Após o agravamento da situação na região Norte, o governo federal recuou da elevação do imposto de importação sobre itens necessários para combater a covid-19, entre eles os cilindros de oxigênio. A Câmara de Comércio Exterior (Camex), do Ministério da Economia, decidiu reverter o aumento na noite desta sexta-feira. 

O presidente Jair Bolsonaro minimizou nesta sexta-feira as mortes decorrentes do novo coronavírus e declarou que “não tem por que ter esse trauma toda apenas preocupado com a Covid”. Sobre a situação de Manaus, ao ser questionado se a situação estaria melhor com medidas de isolamento, culpou o calor, que estaria fazendo as pessoas saírem de casa: “Semana passada a temperatura subiu em Manaus, e os problemas começaram a aparecer”. 
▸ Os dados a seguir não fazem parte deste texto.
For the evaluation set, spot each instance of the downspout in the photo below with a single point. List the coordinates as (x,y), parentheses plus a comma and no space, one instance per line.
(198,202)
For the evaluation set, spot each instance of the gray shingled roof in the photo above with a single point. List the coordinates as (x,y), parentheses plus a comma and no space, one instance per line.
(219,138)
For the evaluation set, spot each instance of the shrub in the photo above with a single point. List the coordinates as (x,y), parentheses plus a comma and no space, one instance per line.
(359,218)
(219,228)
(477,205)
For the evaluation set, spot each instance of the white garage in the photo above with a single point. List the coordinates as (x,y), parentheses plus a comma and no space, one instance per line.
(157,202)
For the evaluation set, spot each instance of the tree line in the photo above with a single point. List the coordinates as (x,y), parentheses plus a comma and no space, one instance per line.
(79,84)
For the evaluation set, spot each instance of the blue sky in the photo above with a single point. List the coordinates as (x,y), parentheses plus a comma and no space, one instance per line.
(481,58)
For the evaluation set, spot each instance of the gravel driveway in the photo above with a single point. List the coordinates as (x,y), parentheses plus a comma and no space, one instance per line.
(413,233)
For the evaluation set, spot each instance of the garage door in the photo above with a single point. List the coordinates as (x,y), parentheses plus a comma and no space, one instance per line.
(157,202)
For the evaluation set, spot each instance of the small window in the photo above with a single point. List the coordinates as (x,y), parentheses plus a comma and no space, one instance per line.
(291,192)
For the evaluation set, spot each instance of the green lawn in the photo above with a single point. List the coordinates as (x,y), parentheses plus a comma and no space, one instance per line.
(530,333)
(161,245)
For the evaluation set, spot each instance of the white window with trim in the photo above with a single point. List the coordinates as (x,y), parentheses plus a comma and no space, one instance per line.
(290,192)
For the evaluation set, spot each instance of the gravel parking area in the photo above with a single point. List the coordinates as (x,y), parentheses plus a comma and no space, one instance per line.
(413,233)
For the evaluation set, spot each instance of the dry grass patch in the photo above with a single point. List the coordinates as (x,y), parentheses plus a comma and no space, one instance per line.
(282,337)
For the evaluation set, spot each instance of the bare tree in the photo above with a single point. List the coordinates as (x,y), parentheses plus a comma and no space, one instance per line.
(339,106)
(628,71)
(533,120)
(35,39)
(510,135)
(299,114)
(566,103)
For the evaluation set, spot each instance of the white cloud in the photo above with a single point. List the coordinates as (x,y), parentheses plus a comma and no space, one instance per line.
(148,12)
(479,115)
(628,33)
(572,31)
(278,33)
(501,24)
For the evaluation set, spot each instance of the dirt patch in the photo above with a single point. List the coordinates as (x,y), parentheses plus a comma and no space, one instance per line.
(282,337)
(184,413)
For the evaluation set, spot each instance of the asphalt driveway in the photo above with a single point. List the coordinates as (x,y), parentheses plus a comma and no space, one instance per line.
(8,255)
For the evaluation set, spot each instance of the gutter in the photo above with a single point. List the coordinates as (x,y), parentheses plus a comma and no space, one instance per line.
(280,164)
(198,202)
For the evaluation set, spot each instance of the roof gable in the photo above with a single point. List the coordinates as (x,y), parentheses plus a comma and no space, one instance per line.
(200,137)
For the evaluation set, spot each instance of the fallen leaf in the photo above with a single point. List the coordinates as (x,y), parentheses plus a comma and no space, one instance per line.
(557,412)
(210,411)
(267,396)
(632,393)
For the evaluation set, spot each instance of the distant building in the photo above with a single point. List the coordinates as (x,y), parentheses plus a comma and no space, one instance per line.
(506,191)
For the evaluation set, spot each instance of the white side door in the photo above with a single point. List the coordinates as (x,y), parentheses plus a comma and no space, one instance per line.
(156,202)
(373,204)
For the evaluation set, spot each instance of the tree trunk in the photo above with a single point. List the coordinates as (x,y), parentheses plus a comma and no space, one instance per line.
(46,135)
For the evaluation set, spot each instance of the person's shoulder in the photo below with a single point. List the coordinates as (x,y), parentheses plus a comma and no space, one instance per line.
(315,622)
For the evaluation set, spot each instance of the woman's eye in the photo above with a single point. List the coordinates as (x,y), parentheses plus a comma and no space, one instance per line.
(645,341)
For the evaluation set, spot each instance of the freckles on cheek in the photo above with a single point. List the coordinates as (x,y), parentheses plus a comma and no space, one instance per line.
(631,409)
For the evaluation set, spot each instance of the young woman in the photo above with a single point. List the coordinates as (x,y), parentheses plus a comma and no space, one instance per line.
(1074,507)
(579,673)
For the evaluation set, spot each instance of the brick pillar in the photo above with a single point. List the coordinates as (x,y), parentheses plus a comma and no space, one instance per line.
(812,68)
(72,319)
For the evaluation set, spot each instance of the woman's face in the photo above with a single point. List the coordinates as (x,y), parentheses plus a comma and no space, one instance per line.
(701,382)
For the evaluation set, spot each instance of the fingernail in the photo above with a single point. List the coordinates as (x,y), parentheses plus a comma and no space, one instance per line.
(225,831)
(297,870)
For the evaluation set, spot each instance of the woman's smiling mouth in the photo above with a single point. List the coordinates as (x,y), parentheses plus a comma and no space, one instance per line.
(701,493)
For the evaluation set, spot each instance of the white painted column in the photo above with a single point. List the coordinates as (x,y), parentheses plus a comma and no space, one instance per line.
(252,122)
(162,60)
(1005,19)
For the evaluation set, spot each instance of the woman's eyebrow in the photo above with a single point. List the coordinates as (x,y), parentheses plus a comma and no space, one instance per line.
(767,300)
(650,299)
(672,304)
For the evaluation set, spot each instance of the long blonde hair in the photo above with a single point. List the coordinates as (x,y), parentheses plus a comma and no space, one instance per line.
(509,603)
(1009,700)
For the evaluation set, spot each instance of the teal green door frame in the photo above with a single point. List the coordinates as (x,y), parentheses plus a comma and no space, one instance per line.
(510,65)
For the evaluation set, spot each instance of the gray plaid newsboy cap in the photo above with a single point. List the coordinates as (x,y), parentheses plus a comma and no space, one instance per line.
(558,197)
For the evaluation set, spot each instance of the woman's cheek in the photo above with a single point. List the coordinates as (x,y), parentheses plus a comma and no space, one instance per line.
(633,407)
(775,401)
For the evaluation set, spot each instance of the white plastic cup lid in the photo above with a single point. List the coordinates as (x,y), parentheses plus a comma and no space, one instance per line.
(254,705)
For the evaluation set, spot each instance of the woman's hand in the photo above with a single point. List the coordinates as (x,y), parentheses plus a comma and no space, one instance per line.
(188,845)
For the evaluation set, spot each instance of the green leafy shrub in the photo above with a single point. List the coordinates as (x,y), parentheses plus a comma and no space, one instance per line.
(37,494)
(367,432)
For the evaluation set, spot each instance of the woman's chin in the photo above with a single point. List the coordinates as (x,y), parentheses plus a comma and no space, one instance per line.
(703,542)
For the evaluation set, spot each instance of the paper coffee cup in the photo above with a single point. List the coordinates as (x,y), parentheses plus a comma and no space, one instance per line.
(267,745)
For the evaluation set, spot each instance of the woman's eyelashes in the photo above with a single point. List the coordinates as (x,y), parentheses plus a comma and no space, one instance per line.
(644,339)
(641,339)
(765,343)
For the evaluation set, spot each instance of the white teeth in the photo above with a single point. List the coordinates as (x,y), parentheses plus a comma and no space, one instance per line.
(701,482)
O presidente disse ainda que enviou o ministro da Saúde, Eduardo Pazuello, na última segunda-feira, para intervir na cidade e ele imediatamente começou tratamento precoce. Segundo ele, o governo está “fazendo o possível”, mas foi surpreendido por encontrar o sistema de saúde local “numa situação bastante complicada”.

Solidariedade Com a crise em Manaus, famosos e anônimos mobilizaram nas redes sociais campanhas para arrecadar recursos e cilindros de oxigênio. Uma dos primeiros foi o humorista Whindersson Nunes. No Twitter, ele replicou a campanha “SOS AM - A saúde precisa da nossa ajuda”. Nomes como Tatá Werneck, Paulo Coelho, Felipe Neto e Luciano Huck participaram da mobilização, que teve grande participação de anônimos. 

Aqui na Bahia, o Hospital Martagão Gesteira enviou um ofício para o Ministério da Saúde, para informar que disponibilizará dez novos leitos de pediatria para crianças de Manaus.